Remembering the Desert Ghost


In April, 1943 a B-24 Liberator nicknamed “Lady Be Good,” and her crew of nine began their first and only combat mission of World War II.

Lady Be Good was crewed by:

  • Pilot William J. Hatton,
  • Co-pilot Robert F. Toner, (from North Attleboro, Massachusetts,)
  • Navigator DP Hays,
  • Bombardier John S. Woravka,
  • Flight Engineer Harold J. Ripslinger,
  • Radio Operator Robert E. LaMotte, and
  • Gunners Guy E. Shelley, Vernon L. Moore, and Samuel E. AdamsConsolidated B-24D "Lady Be Good"

The B-24 was a long-range heavy bomber developed just before the start of the second world war. It was instrumental in air operations in Europe and the Pacific theaters.
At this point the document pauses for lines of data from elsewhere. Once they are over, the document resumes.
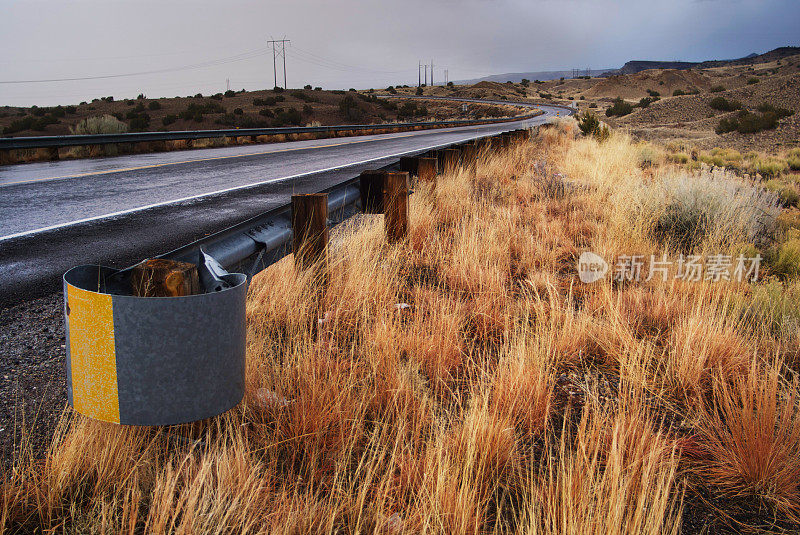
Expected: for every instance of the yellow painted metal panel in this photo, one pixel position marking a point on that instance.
(92, 355)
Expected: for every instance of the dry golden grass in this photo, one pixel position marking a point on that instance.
(467, 382)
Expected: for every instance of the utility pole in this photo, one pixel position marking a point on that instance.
(275, 54)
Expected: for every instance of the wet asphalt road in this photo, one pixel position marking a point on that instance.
(116, 211)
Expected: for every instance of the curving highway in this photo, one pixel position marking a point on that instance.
(118, 210)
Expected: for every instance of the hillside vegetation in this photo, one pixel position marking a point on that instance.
(465, 381)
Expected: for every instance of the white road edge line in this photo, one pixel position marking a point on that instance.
(222, 191)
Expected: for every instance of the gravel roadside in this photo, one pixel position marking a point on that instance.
(33, 391)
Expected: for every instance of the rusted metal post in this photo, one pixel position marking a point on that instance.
(427, 169)
(159, 277)
(395, 201)
(309, 228)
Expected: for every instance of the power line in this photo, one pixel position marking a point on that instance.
(213, 63)
(282, 53)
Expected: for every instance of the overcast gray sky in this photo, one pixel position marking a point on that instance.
(354, 43)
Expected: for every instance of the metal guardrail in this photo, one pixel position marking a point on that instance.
(37, 142)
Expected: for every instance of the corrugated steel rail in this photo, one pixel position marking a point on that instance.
(37, 142)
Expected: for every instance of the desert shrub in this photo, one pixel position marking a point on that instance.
(767, 166)
(793, 159)
(619, 108)
(102, 124)
(196, 111)
(305, 97)
(140, 123)
(780, 113)
(787, 193)
(723, 104)
(290, 116)
(646, 101)
(684, 210)
(588, 123)
(349, 108)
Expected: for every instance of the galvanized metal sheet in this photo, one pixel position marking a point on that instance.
(152, 361)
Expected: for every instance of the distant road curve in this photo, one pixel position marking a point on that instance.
(117, 210)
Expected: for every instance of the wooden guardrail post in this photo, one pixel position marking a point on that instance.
(309, 228)
(427, 169)
(395, 203)
(469, 156)
(372, 191)
(451, 158)
(158, 277)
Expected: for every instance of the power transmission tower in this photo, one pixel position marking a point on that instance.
(275, 54)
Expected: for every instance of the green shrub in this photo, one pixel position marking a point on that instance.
(103, 124)
(784, 259)
(684, 211)
(723, 104)
(786, 192)
(619, 108)
(646, 101)
(766, 107)
(793, 159)
(288, 117)
(768, 166)
(303, 96)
Returning from a bombing mission to Naples, Italy the B-24 crossed over the Mediterranean Sea heading for her base in Libya. Her mission would not end until August of 1960.
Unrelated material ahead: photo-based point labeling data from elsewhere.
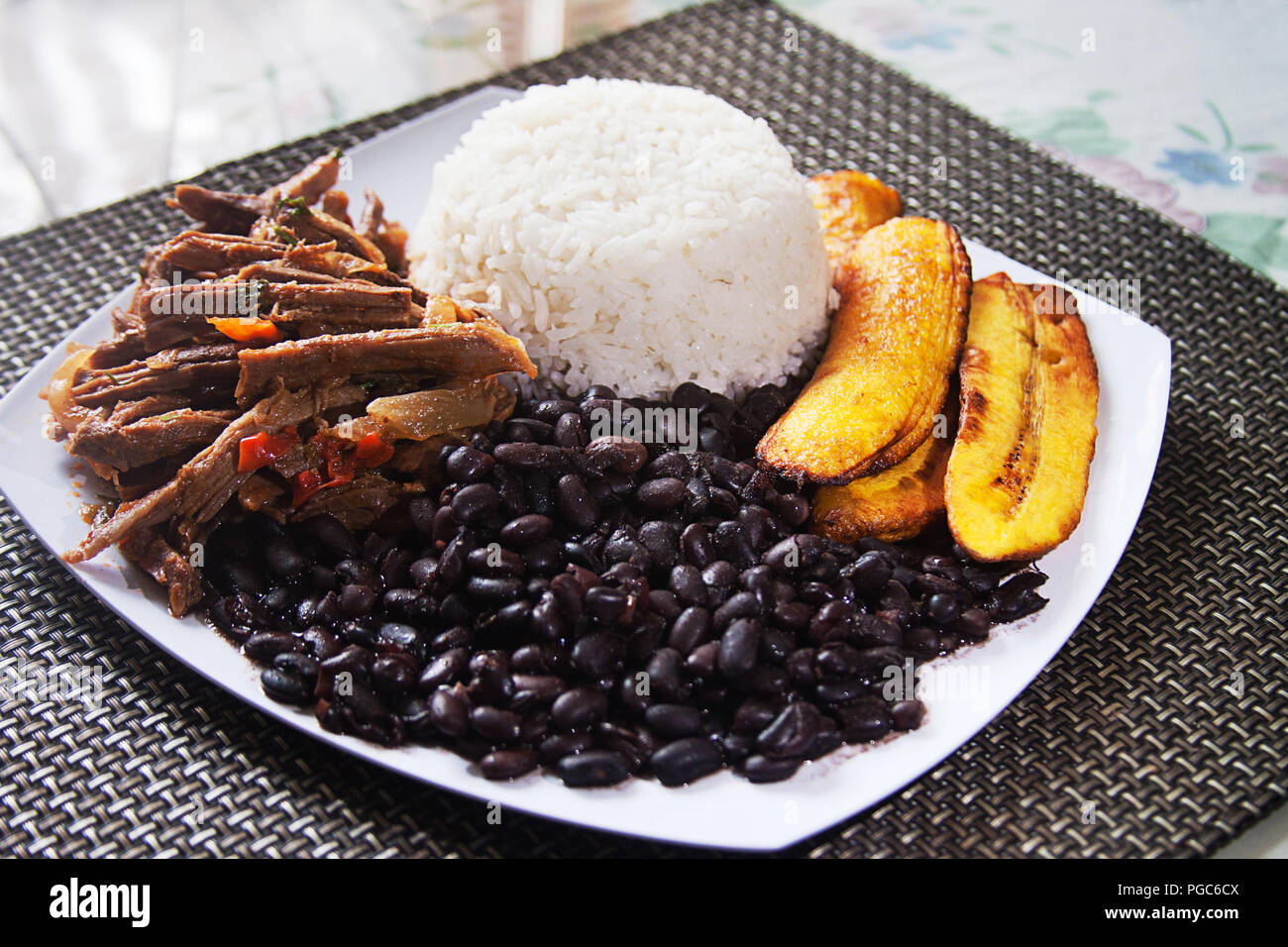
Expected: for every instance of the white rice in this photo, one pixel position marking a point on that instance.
(631, 235)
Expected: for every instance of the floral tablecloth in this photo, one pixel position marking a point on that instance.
(1179, 103)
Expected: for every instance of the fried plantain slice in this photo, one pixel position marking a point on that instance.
(896, 504)
(1018, 474)
(850, 204)
(894, 344)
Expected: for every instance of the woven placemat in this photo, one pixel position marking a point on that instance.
(1137, 714)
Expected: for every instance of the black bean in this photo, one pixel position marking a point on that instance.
(776, 646)
(619, 454)
(943, 608)
(837, 661)
(632, 745)
(496, 725)
(974, 622)
(494, 561)
(283, 560)
(686, 581)
(760, 768)
(800, 668)
(468, 466)
(579, 709)
(697, 545)
(793, 616)
(476, 501)
(605, 603)
(674, 719)
(555, 748)
(661, 493)
(286, 686)
(331, 534)
(824, 742)
(702, 660)
(691, 629)
(526, 531)
(571, 432)
(446, 669)
(357, 599)
(575, 502)
(907, 715)
(528, 428)
(665, 603)
(265, 646)
(492, 590)
(320, 642)
(597, 655)
(864, 720)
(592, 768)
(686, 761)
(720, 574)
(507, 764)
(661, 539)
(793, 509)
(664, 673)
(941, 566)
(979, 579)
(870, 573)
(301, 665)
(449, 712)
(553, 408)
(393, 674)
(791, 731)
(923, 641)
(738, 647)
(623, 547)
(536, 689)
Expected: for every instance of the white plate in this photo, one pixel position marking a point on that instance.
(969, 689)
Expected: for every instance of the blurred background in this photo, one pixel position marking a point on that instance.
(1179, 103)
When Lady Be Good failed to return to base, a search was organized. Planes fanned out over the Mediterranean looking for wreckage, life-rafts or any trace of the aircraft or crew. One plane searched the desert to the South of the base. Nothing was found. The crew were declared missing, and after a year passed, declared dead.

End of story…until 1958.

In May of that year, an exploration team working for British Petroleum spotted the wreckage of a B-24 in the desert some 440 miles from the Mediterranean Sea. They marked the location on their maps and continued their survey work. It was nearly a year later, in March 1959, that a team of oil explorers visited the crash site.

They found the Lady Be Good, broken in two behind the wings. The bomb bay doors and rear escape hatch were open and there were no human remains, life vests or life preservers to be found. It was clear the crew had bailed out before the crash.
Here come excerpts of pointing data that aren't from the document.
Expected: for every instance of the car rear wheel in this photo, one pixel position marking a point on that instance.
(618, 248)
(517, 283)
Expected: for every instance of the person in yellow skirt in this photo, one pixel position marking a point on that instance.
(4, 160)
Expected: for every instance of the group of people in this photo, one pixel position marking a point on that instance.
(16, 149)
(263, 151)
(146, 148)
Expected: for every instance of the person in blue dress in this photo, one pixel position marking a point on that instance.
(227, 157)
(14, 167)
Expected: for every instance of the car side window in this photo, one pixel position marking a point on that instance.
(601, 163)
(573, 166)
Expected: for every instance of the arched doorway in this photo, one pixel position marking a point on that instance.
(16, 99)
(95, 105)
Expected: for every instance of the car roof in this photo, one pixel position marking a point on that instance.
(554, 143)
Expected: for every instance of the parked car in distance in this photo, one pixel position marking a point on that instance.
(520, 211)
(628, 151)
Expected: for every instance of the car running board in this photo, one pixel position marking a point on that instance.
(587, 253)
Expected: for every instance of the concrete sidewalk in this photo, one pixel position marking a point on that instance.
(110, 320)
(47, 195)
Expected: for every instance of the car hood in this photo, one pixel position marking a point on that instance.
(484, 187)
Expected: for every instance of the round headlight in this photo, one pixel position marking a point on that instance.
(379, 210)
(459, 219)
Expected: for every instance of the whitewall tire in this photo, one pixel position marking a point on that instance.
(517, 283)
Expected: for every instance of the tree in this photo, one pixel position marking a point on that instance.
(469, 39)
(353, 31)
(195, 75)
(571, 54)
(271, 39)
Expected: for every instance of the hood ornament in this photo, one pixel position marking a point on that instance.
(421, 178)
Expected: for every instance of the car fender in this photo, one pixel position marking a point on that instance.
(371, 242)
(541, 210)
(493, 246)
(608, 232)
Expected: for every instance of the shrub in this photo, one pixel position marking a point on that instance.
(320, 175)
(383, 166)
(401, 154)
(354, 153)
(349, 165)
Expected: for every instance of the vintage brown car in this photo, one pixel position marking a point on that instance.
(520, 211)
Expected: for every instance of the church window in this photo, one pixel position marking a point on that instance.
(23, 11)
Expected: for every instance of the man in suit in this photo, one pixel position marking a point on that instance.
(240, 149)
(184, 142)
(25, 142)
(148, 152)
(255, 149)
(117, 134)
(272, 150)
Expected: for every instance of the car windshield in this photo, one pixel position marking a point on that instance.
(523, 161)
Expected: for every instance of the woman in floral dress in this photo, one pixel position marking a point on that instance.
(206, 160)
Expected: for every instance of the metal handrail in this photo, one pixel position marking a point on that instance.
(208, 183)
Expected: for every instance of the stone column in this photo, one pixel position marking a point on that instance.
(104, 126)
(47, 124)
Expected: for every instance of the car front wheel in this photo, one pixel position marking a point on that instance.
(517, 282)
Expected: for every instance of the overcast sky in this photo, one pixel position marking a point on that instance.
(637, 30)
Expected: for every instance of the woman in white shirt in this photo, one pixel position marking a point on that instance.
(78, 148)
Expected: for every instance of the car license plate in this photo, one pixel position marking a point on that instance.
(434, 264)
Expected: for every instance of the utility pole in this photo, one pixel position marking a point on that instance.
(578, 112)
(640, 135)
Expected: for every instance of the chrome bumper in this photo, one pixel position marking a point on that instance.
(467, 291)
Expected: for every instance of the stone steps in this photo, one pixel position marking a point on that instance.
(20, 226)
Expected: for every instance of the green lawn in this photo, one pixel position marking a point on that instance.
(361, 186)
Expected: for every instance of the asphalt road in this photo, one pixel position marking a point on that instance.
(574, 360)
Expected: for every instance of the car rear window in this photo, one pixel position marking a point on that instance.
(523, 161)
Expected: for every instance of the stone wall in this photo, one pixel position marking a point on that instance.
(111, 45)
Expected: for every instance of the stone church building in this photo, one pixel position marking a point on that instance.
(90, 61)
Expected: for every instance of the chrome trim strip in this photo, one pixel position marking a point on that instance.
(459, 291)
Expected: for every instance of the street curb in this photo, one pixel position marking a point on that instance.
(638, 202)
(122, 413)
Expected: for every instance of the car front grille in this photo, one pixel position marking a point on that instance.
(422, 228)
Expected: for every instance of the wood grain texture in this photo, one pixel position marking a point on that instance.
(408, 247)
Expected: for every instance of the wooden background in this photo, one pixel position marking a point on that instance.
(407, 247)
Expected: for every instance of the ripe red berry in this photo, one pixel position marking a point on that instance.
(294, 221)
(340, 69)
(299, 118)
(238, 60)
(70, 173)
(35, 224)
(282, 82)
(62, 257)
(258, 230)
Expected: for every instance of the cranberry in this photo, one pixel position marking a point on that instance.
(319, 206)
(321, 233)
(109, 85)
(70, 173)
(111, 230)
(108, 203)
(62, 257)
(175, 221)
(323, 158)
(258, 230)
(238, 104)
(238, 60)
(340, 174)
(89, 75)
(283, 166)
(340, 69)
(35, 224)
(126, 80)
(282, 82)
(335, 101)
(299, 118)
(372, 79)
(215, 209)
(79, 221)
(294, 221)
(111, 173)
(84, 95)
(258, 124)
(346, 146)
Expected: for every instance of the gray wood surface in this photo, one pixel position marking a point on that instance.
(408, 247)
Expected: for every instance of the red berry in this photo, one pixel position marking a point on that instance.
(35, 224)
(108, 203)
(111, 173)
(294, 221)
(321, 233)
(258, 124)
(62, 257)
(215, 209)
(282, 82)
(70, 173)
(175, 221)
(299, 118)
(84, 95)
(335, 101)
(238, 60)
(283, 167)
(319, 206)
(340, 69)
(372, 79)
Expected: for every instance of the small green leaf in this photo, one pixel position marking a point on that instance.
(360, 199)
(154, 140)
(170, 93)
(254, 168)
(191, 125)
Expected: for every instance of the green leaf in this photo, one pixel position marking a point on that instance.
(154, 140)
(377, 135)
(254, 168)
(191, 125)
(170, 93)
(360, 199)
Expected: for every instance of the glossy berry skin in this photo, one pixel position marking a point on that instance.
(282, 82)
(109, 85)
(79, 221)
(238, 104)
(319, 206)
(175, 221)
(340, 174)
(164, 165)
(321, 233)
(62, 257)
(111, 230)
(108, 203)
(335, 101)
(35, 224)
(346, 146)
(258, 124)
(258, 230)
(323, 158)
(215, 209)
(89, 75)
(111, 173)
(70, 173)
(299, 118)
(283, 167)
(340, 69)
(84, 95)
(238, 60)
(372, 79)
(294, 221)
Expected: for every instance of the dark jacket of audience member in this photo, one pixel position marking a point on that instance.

lady-be-goodThree of the four engines were not running when the plane crashed, suggesting that they had been feathered as the plane ran dangerously low on fuel. The crew probably remained in the plane as long as they felt they could. The fact that they bailed out with their Mea West life vests suggests they thought they were still over water.

In 1960, the US Army conducted a formal search of the area for the crewmen’s remains. In February, five of the crew were found some eighty miles from the crash site, indicating they had walked for quite some distance after bailing out of the aircraft.

The desert in this region of Libya is not the endless vista of sand dunes one might imagine. Instead, much of it is a gravelly plain. Some researchers have proposed that they walked Northwest following truck tracks on the rocky surface of the desert. The crew had no way of knowing those tracks were over ten years old.

The eight survivors did not know the were some 440 miles from home. Sadly, had they chosen to walk South they would have, in all likelihood, found the wreckage of their plane and been able to gather some supplies before continuing South. Some have suggested that they would have also been able to use the plane’s radio to call for help.

A diary recovered from Robert Toner’s pocket documented the crews tortuous walk through the desert:

Sunday, April 4, 1943: Naples — 28 planes — things pretty well mixed up — got lost returning, out of gas, jumped, landed in desert at 2:00 in morning, no one badly hurt, can’t find John, all others present.

Monday, April 5: Start walking N.W. Still no John. A few rations, 1/2 canteen of water, 1 capful per day. Sun fairly warm, good breeze from N.W. Nite very cold, no sleep. Rested and walked.

Tuesday, April 6: Rested at 11:30, sun very warm, no breeze, spent p.m. in hell, no planes, etc. rested until 5:00 p.m. walked and rested all nite. 15 minutes on, five off.

Wednesday, April 7: Same routine, everyone getting weak, can’t go very far, prayers all the time, again p.m. very warm, hell. Can’t sleep. Every one sore from ground.

Thursday, April 8: Hit sand dunes, very miserable, good wind but continuous blowing of sand, everyone now very weak. Thought Sam and Moore were all done. LaMotte eyes are gone, everyone else’s eyes are bad. Still going N.W.

Friday, April 9: Shelly, Rip, Moore separate and try to go for help, rest of us all very weak. Eyes bad. Not any travel, all want to die. Still very little water. nites are about 35 degrees, good N. wind, no shelter, one parachute left.

Shelly, Ripslinger and Moore continued working their way Northwest.

Shelly’s body was recovered by a team of BP oil explorers 24 miles from the group of five and Ripslinger was located by the US Army 42 miles from the group in May, 1960.

Vernon Moore’s body has never been recovered. In 1953, a British Army patrol came across an unidentified body in the desert and buried it in place. It may have been Moore’s remains. It equally possible that he walked into the sandy portion of the desert where his body was eventually covered by drifting and shifting dunes.

The other eight crewmen’s remains were returned to the United States and were laid to rest. They gave their all and now, all we can do is remember them, and thank them.